You should still hide the internal vector. You'll have more chance to change implementation if you use encapsulation. You could also return a reference (maybe const) to the vector from the function and retain the original syntax.
I played with this a bit, and came up with the code below. I keep thinking there's a better way to do this, but it's escaping me for now.
The key differences:
I'm allergic to public member variables, so I made output private, and put getters around it.
Having the operator return void isn't necessary for the optimization, so I have it return the value as a const reference so we can preserve return value semantics.

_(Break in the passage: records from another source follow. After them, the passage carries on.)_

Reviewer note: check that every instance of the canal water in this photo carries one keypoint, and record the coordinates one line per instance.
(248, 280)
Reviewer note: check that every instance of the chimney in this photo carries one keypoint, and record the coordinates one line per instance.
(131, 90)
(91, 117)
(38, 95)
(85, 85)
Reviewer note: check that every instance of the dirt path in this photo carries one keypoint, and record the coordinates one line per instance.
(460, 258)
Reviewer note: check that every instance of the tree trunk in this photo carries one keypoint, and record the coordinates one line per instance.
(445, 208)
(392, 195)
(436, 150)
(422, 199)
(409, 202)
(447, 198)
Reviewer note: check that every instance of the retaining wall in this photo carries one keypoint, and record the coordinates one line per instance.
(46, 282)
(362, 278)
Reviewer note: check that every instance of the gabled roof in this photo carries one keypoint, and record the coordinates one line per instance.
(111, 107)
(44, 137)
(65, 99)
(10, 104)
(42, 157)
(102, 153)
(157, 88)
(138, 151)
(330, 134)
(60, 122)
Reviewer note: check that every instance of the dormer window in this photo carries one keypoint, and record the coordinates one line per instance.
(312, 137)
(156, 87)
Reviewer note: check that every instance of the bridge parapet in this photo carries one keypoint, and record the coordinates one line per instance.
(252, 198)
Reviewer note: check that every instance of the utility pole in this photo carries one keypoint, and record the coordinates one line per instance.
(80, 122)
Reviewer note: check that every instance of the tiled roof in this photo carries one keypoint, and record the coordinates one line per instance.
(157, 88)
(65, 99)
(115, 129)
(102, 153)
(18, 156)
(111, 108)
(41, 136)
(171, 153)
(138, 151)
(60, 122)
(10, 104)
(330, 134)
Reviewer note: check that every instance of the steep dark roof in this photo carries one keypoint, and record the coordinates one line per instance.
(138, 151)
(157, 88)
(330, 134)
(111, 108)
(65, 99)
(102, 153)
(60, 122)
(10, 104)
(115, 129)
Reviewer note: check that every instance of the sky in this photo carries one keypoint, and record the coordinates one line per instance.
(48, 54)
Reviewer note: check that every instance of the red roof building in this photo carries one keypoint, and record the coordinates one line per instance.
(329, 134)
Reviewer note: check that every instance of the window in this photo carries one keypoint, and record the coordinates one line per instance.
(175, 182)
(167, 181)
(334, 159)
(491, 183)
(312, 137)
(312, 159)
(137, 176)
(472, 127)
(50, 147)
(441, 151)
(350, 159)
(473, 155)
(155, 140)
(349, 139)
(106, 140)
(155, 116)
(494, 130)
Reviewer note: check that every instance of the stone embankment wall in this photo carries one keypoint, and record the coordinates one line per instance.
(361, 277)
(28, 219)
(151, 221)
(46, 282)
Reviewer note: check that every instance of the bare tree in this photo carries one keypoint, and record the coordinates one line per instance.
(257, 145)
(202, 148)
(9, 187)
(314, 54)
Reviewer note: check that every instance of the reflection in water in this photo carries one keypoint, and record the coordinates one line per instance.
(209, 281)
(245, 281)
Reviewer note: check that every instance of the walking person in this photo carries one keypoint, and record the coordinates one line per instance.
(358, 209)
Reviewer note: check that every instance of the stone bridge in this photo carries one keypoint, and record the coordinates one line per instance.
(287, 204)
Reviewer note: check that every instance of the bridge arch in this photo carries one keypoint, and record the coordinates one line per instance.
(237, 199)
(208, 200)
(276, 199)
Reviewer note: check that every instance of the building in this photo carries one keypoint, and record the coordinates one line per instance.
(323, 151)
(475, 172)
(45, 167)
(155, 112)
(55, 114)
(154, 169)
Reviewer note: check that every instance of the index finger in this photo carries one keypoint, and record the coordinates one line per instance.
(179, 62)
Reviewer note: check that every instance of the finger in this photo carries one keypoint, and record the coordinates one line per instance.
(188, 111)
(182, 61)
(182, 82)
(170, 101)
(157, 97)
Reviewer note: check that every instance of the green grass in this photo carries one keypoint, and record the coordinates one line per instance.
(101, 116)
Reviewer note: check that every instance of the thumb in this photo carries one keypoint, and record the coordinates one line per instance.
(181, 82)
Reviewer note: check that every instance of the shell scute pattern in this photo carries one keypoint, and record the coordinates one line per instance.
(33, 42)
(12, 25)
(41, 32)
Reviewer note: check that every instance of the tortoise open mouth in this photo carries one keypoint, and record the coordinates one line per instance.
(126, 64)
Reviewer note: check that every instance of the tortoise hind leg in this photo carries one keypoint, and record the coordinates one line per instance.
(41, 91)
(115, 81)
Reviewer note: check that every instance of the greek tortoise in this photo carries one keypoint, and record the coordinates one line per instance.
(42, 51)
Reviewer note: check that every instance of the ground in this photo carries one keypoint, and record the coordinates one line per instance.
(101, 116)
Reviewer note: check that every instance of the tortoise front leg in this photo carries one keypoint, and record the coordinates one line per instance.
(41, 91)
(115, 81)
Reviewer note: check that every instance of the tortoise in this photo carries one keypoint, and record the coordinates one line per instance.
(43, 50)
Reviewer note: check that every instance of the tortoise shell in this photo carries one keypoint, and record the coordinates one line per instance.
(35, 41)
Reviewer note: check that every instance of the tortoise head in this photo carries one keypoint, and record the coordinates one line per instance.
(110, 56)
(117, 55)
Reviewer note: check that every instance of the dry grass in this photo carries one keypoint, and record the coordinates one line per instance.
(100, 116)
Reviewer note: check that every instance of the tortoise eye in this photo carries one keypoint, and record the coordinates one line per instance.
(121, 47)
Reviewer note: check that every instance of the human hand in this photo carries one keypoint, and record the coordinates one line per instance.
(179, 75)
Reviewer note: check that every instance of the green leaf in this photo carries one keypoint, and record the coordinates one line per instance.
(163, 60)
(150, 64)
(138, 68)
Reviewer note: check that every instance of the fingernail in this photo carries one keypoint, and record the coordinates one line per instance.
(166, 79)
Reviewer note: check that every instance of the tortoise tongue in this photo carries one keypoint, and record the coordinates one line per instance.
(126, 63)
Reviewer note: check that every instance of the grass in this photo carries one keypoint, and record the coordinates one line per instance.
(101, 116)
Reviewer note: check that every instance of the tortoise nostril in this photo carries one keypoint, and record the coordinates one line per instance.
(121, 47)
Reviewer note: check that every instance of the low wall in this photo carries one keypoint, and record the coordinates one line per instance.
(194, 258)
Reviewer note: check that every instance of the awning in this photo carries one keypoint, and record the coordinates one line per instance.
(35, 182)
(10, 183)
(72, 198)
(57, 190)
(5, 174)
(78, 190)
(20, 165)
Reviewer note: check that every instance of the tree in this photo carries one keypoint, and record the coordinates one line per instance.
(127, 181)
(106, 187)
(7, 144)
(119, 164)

I took a stab at generalizing the approach into a templated base class, so you can then define derived classes for a particular return type, and not re-define the plumbing. This assumes the object you want to create takes a one-arg constructor, and the function you want to call takes in one additional argument. I think you'd have to define other templates if this varies.
Enjoy...
#include <vector>
template<typename T, typename ConstructArg, typename FuncArg>
class ReturnT
{
public:
ReturnT(ConstructArg arg): output(arg){}
virtual ~ReturnT() {}
const T& operator()(const T& in, FuncArg arg)
{
output = in;
this->doOp(arg);
return this->getOutput();
}
const T& getOutput() const {return output;}
protected:
T& getOutput() {return output;}
private:
virtual void doOp(FuncArg arg) = 0;
T output;
};
class F : public ReturnT<std::vector<double>, std::size_t, const int>
{
public:
F(std::size_t size) : ReturnT<std::vector<double>, std::size_t, const int>(size) {}
private:
virtual void doOp(const int n)
{
this->getOutput()[n] *= n;
}
};
int main()
{
const int N = 100;
std::vector<double> start(N,10.);
double a;
// second solution
F f(N);
for (unsigned long int i = 0; i != 10000000; ++i)
{
a = f(start, 2)[3];
}
}
It seems quite strange(I mean the need for optimization at all) - I think that a decent compiler should perform return value optimization in such cases. Maybe all you need is to enable it.